WebP is the safer default today because browser support is near-universal, including older iOS and Android devices. AVIF offers better compression ratios but compatibility gaps remain in some enterprise browsers and older Safari versions. Serve AVIF with a WebP or JPEG fallback using picture elements if you want the smallest possible files, or stick with WebP alone to simplify delivery and avoid compatibility testing.
Image sitemaps help search engines discover images that aren't easily found by crawling page markup, particularly for images loaded via JavaScript or embedded in galleries. They're less critical if your images appear in standard img tags with good alt text and structured data, but submitting an image sitemap in Google Search Console can improve indexing for visually focused sites like portfolios or e-commerce catalogs.
Plugins like ShortPixel, Imagify, or Smush handle compression and format conversion, which saves manual effort, but verify their settings align with your quality and performance targets. Some plugins compress too aggressively by default or fail to generate responsive srcset properly. Always test the output file sizes and run a Lighthouse audit after enabling a plugin to confirm it's delivering real improvements without introducing layout shift or quality loss.
Lazy loading does not prevent Google from indexing images; Googlebot executes JavaScript and scrolls pages to discover lazily loaded content. However, lazy loading images that appear above the fold can delay LCP and harm Core Web Vitals scores, which indirectly affects rankings. Reserve lazy loading for below-the-fold images only, and ensure your hero or primary content images load immediately without deferral.
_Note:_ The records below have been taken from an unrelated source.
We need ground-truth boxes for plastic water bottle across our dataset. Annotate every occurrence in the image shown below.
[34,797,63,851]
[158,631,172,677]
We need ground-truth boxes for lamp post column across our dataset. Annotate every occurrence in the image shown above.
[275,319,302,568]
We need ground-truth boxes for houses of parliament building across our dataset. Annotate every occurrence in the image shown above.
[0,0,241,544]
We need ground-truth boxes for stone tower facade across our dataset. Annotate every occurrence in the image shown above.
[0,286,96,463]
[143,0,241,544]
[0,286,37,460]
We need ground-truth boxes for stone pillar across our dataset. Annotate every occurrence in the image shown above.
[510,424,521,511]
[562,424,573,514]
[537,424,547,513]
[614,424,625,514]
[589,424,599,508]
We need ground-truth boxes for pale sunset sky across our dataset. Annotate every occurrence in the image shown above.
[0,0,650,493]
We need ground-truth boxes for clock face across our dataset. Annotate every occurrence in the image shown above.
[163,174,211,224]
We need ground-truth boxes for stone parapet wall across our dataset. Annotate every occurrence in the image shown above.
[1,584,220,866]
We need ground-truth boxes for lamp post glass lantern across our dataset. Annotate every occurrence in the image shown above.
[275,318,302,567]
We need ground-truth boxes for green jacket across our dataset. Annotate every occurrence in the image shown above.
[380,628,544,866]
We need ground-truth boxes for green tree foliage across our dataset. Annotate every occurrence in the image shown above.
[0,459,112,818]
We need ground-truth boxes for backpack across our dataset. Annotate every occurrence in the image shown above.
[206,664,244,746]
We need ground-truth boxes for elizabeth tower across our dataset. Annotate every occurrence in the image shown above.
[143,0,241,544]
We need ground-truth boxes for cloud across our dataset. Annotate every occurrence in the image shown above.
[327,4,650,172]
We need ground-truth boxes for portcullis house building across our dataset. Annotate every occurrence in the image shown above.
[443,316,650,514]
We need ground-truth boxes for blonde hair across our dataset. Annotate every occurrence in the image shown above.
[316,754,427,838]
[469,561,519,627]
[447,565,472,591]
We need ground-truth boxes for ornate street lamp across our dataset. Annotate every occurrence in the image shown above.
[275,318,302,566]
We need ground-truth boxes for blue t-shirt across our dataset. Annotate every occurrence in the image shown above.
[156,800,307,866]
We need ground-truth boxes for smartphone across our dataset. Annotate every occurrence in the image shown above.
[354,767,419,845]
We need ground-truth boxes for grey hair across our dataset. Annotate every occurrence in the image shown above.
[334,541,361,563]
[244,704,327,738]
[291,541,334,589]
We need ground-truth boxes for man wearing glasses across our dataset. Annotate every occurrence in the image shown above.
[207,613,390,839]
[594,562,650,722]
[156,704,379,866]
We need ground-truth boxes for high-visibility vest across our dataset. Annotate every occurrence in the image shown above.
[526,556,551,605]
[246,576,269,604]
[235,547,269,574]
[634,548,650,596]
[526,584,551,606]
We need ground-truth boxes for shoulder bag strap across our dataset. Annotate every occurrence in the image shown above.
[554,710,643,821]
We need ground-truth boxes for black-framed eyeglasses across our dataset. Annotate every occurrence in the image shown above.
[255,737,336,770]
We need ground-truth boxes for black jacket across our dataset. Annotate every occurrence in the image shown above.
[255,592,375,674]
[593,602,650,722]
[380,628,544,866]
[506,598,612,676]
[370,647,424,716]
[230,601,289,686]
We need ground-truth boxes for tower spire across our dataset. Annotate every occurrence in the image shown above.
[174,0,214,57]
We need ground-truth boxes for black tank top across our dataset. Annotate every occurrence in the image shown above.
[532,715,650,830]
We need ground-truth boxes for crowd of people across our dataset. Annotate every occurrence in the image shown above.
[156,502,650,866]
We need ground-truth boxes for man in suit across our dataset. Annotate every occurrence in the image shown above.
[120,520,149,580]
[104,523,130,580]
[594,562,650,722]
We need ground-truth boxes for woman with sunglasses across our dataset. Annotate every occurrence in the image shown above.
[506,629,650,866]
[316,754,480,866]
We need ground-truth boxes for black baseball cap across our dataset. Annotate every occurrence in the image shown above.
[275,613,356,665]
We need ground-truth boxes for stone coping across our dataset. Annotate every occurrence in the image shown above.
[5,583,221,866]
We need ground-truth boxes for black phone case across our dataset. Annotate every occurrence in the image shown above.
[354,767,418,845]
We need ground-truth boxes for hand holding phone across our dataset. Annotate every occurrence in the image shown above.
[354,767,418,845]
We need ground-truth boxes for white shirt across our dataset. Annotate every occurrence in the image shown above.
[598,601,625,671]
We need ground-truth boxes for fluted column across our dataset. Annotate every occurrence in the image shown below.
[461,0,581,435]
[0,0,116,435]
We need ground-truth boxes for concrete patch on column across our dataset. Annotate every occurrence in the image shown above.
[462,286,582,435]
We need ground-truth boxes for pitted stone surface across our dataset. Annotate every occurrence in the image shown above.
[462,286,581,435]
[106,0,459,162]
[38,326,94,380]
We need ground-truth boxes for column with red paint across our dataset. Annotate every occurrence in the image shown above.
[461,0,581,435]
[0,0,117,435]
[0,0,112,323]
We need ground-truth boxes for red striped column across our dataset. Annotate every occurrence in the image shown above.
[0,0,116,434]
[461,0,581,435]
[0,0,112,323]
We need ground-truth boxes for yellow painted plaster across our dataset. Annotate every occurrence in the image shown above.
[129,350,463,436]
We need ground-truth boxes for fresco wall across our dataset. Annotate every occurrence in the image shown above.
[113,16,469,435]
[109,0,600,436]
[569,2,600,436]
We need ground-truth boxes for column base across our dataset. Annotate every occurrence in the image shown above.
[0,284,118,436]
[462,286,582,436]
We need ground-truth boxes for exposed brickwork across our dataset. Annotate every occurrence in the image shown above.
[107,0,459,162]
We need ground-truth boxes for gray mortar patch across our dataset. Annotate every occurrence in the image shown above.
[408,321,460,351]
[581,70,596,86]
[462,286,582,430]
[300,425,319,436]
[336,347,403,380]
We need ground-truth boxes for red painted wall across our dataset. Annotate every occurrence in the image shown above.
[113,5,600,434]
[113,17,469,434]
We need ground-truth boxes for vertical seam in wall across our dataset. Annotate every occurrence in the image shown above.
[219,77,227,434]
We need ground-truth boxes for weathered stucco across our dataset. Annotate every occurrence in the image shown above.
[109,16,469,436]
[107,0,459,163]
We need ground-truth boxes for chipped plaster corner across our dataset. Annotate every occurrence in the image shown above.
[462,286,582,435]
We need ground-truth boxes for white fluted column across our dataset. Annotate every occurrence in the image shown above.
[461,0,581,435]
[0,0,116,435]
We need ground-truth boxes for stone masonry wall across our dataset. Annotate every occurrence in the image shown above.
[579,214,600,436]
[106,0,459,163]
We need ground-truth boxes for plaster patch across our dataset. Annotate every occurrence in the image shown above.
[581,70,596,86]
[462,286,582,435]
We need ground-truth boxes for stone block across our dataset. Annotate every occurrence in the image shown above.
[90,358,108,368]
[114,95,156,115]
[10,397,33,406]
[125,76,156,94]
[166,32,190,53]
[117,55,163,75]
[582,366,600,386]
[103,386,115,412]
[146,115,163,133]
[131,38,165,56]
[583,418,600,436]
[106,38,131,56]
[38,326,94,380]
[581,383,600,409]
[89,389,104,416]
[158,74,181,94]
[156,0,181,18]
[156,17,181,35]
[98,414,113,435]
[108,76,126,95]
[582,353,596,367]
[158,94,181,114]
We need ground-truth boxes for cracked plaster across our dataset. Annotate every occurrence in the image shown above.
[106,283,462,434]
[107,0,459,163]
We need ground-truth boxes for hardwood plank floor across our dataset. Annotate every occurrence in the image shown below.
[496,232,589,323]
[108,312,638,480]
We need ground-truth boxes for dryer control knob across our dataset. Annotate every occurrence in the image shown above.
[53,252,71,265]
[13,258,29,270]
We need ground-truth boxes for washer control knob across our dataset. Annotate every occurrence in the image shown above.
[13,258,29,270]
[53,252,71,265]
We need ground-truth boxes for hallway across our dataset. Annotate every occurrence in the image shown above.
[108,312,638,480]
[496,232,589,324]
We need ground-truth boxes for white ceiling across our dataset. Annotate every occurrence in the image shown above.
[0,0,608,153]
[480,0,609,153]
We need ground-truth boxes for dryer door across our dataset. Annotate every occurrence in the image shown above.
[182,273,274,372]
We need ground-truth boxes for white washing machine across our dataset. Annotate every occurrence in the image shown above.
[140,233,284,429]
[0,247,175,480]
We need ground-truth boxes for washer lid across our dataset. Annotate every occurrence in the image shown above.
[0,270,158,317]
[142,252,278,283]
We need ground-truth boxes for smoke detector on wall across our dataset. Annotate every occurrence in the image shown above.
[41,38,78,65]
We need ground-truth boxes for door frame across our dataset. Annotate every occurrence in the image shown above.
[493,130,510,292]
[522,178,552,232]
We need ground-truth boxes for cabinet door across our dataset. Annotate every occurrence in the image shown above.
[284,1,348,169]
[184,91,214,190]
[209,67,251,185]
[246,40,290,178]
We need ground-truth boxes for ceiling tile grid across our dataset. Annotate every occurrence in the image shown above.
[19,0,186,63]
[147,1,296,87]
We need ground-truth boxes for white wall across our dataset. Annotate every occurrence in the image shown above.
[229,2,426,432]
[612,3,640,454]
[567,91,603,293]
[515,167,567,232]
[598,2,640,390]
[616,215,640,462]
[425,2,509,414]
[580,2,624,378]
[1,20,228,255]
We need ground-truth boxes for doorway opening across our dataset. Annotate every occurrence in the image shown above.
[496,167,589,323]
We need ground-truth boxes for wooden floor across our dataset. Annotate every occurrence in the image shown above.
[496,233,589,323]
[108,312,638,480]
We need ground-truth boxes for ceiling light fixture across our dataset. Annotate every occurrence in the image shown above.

Run a Screaming Frog crawl with image extraction enabled, then export the list of images missing alt attributes. Most CMSs also offer media library plugins that flag images without alt text; for WordPress, try the Accessibility Checker plugin. Prioritize fixing alt text on high-traffic pages and product images first, then tackle blog posts and secondary pages in batches. Assign alt text writing to content editors as part of the regular publishing workflow to prevent future gaps.